At this point, it’s pretty hard to argue that the traditional pay TV industry is not living on borrowed time, as it continues to bleed subscribers who are increasingly flocking to cheaper, streaming solutions.
2018 hit the industry particularly hard. Pay TV including cable and satellite providers lost 3.2 million subscribers, and as we mentioned earlier this week, the industry’s losses during the first three months of 2019 mean the industry is already a third of the way to hitting that same unfortunate number again.
And now, the consultancy informitv is out with a fresh analysis about the industry and the inexorable spike in cord-cutting which shows that the cable industry is now losing an estimated 14,000 subscribers every single day.

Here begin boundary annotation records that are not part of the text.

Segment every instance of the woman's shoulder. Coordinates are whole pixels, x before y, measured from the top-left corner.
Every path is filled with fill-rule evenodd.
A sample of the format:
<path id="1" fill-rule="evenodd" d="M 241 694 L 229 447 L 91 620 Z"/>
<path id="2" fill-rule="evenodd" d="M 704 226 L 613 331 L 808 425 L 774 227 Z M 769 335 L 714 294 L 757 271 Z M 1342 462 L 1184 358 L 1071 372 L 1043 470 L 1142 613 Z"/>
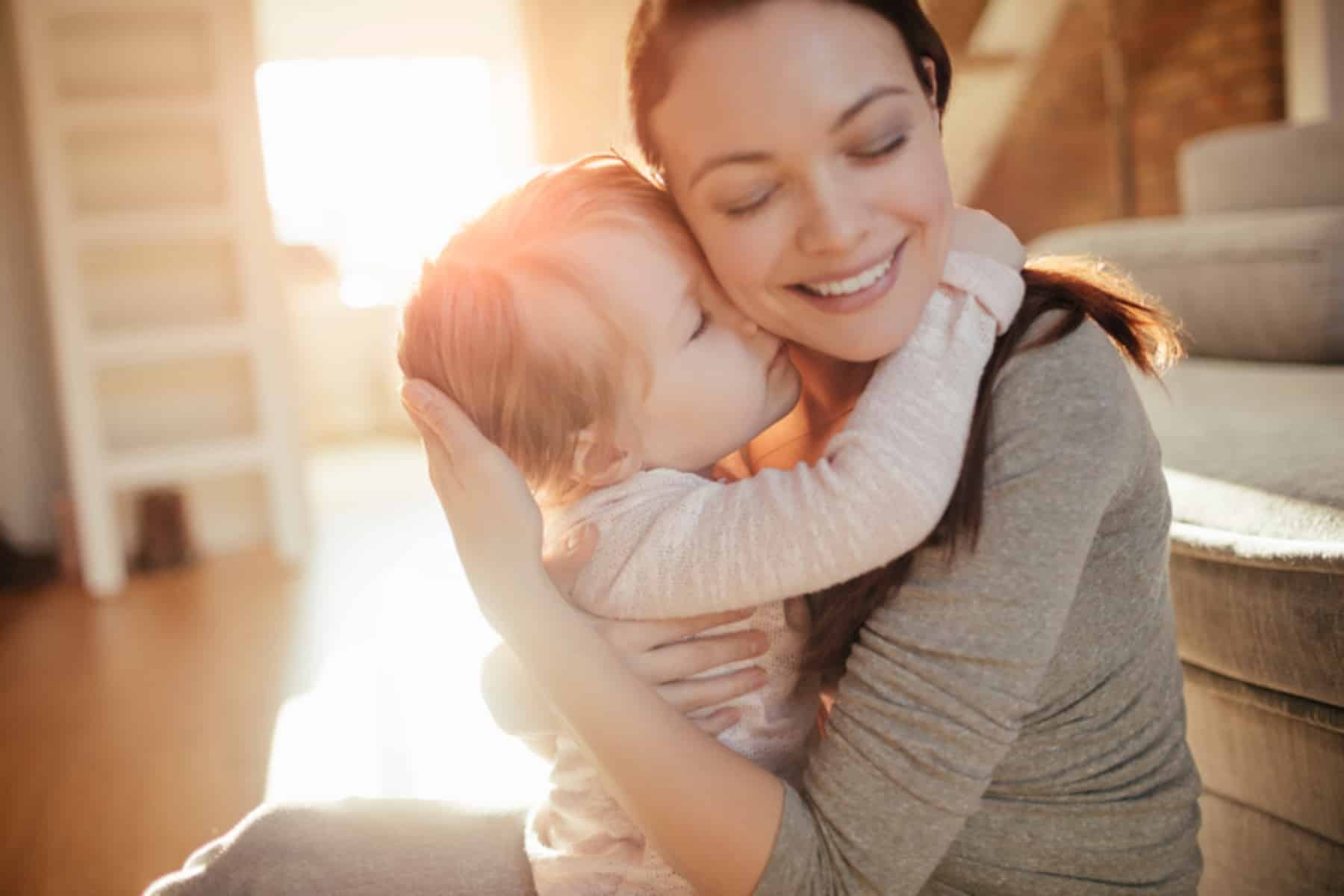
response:
<path id="1" fill-rule="evenodd" d="M 1095 455 L 1137 450 L 1148 431 L 1146 415 L 1129 364 L 1105 330 L 1085 318 L 1052 341 L 1064 312 L 1047 312 L 1023 337 L 1017 353 L 995 383 L 995 442 L 1030 434 L 1030 441 L 1079 449 Z"/>

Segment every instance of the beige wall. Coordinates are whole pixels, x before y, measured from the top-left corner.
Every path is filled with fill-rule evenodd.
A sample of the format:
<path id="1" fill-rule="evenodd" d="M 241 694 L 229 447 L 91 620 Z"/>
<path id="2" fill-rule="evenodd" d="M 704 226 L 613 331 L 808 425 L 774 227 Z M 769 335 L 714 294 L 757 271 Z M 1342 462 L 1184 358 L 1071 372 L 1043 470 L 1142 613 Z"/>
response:
<path id="1" fill-rule="evenodd" d="M 638 0 L 523 0 L 538 159 L 559 163 L 633 141 L 625 32 Z"/>
<path id="2" fill-rule="evenodd" d="M 36 548 L 54 539 L 63 465 L 12 27 L 0 0 L 0 524 Z"/>

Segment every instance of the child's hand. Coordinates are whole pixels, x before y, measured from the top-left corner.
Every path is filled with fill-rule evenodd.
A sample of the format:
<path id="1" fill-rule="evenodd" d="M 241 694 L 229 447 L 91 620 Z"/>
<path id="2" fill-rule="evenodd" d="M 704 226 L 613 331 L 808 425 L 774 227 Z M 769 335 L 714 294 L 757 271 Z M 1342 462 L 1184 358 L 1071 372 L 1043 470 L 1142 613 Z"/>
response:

Assuming that estimate is on the mark, it would seem a trend that’s able to be sustained for only a few more years at best before the industry is comprehensively destroyed. During the first quarter of this year, according to remarks from Dr. William Cooper who edits Informitiv’s Multiscreen Index, “There were losses across the top 10 television services in the United States, with even the DIRECTV NOW online service losing customers following previous heavy promotion.
“Between them, they lost over one-and-a-quarter million subscribers in three months. They still command a significant number of customers, but the rate of attrition has increased.”
Those comments were reported by Streaming Observer, which adds that the industry still has an aggregate subscriber base of some 82 million consumers who still pay for either a cable or satellite TV package of some kind. Among the biggest losers in the most recent quarter, though, were AT&T, which saw more than half a million subscribers ditch its Uverse and DirecTV offerings. Dish lost more than a quarter of a million pay TV customers, while Comcast and Charter lost 121,000 and 152,000 video subscribers, respectively.
It’s hard to see how this turns out well for the industry, which has seen some operators try in vain to staunch the bleeding by rolling out skinny TV bundles that so far haven’t done much of anything to replace the money lost from cord-cutters. The revolution, it seems, will not be televised — it will, rather, be streamed.